Pode, evidentemente, especular-se sobre outras condutas teoricamente possíveis, com vista a evitar o desaparecimento da mercadoria, no período noturno. Mas, importava que a Ré alegasse e demonstrasse, enquanto factos constitutivos da exoneração da responsabilidade que pretende (artigo 342.º, n.º 2, do Código Civil), que condutas concretas eram essas[9]. O artigo 126.º. n.º 1 do RJCS, como é sabido, incorpora uma obrigação de meios e não de resultado e, assim, impunha-se que aquela Ré especificasse e comprovasse essas ditas condutas (possíveis e exigíveis).

Ora, nada disso consta da factualidade demonstrada. E, assim, porque não se verifica o apontado pressuposto de exclusão da responsabilidade da Ré seguradora e se provou, como vimos, o pagamento pela A. do montante correspondente à carga perdida e danificada, deve aquela ser condenada a pagar essa indemnização, depois de deduzida a franquia convencionada, ou seja, 58.508,46€ (59.008,46€-500,00€).

É essa a medida em que procede este recurso, devendo a sentença recorrida ser também revogada, nessa parte.


*

III- Dispositivo

Pelas razões expostas, acorda-se em:

a) Julgar parcialmente procedente o presente recurso e, revogando também parcialmente a sentença recorrida, condena-se a Apelada, C..., a pagar à Apelante, C..., a quantia de 58.508,46€ (cinquenta e oito mil quinhentos e oito euros e quarenta e seis cêntimos), acrescida de juros de mora, à taxa legal, desde a data da respetiva citação até integral pagamento.

b) Quanto ao mais, julga-se parcialmente improcedente este recurso e confirma-se a sentença recorrida, na restante parte impugnada.


*

-Em função deste resultado, as custas deste recurso serão pagas pela Apelante e Apelada, na proporção do respetivo decaimento – artigo 527.º, nºs 1 e 2, do CPC.


Porto 20/2/2024.
João Diogo Rodrigues
Anabela Miranda
Lina Baptista
______________________
[1] Inicialmente, a A. demandou C... Portugal – Companhia de Seguros, S.A., mas, ulteriormente, foi ordenada a correção e, além de determinada a intervenção da ora demandada, foi ainda ordenado o arquivamento dos autos contra aquela seguradora (cfr. despachos proferidos nos dias 25/06/2018 e 23/05/2019).
[2] E não 59.008,56€, como se refere naquele recibo, pois já está demonstrado (ponto 28) que foi aquele valor (59.008,46€) e não este que a carga desaparecida e danificada valia e também foi esse valor que a M..., S.A. pagou à sociedade expedidora (G...) – cfr. ponto 31.
[3] Aprovado pelo Decreto Lei n.º 72/2008 de 16 de abril.
[4] No n.º 2 impõe o mesmo dever ao beneficiário.
[5] Neste sentido, Pedro Romano Martinez e Outros, Lei do Contrato de Seguro Anotada, 2020, 4ª Edição, Almedina, pág.438.
[6] Sobre esta temática pode ler-se, entre outros, o escrito por Joana Galvão Teles, Liberdade Contratual, e seus limites – Imperatividade Absoluta e Imperatividade Relativa, Temas de Direito dos Seguros, Almedina, págs. 114 e 115.
[7] O que é obrigatório.
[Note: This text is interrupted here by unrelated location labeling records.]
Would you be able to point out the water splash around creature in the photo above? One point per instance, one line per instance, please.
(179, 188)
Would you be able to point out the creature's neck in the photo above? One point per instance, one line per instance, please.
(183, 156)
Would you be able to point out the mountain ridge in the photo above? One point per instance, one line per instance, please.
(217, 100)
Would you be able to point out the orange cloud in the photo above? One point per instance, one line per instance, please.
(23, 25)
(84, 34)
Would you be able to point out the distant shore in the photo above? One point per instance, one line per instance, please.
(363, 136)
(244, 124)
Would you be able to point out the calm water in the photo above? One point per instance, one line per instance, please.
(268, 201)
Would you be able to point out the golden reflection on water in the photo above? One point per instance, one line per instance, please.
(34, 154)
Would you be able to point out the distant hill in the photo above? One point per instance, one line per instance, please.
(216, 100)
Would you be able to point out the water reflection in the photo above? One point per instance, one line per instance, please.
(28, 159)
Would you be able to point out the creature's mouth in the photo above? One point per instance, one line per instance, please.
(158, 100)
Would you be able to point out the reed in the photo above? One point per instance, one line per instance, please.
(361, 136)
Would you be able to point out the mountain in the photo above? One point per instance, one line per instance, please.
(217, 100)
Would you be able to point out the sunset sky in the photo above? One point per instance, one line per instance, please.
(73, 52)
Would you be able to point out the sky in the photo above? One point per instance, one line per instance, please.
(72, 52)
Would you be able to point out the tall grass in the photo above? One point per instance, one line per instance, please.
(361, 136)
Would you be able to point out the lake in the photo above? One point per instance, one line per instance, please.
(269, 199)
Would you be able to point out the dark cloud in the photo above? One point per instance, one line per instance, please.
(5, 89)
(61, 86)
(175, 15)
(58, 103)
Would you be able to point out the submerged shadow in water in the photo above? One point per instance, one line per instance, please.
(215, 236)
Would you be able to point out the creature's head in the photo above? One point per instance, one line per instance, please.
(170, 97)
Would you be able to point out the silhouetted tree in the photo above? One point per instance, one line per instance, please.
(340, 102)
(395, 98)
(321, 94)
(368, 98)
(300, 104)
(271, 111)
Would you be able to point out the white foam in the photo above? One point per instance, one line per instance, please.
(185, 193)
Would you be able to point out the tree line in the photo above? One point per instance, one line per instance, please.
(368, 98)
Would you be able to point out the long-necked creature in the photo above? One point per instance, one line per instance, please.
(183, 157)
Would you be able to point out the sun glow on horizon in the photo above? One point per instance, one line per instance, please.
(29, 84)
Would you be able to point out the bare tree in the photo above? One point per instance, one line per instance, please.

Neste sentido, Júlio Manuel Vieira Gomes, “Do dever ou ónus de salvamento no novo regime jurídico do contrato de seguro (Decreto-Lei n.º 72/2008, de 16/4)”, in Cadernos de Direito Privado, n.º 28 – Outubro/Dezembro de 2008, pág. 19.
[8] Artigo citado, pág. 21.
[9] Como refere, Maria Inês de Oliveira Martins, “Regime Jurídico do Contrato de Seguro em Portugal”, pág. 218, consultável em https://revista-aji.com/articulos/2016/num6-ter/199-231.pdf, “não basta a produção do sinistro para presumir que o segurado, ou outro dos obrigados, o podia ter razoavelmente mitigado. O segurador terá ainda que provar a culpa dos sujeitos, no sentido de demonstrar a omissão de medidas razoáveis para o afastamento ou contenção dos danos.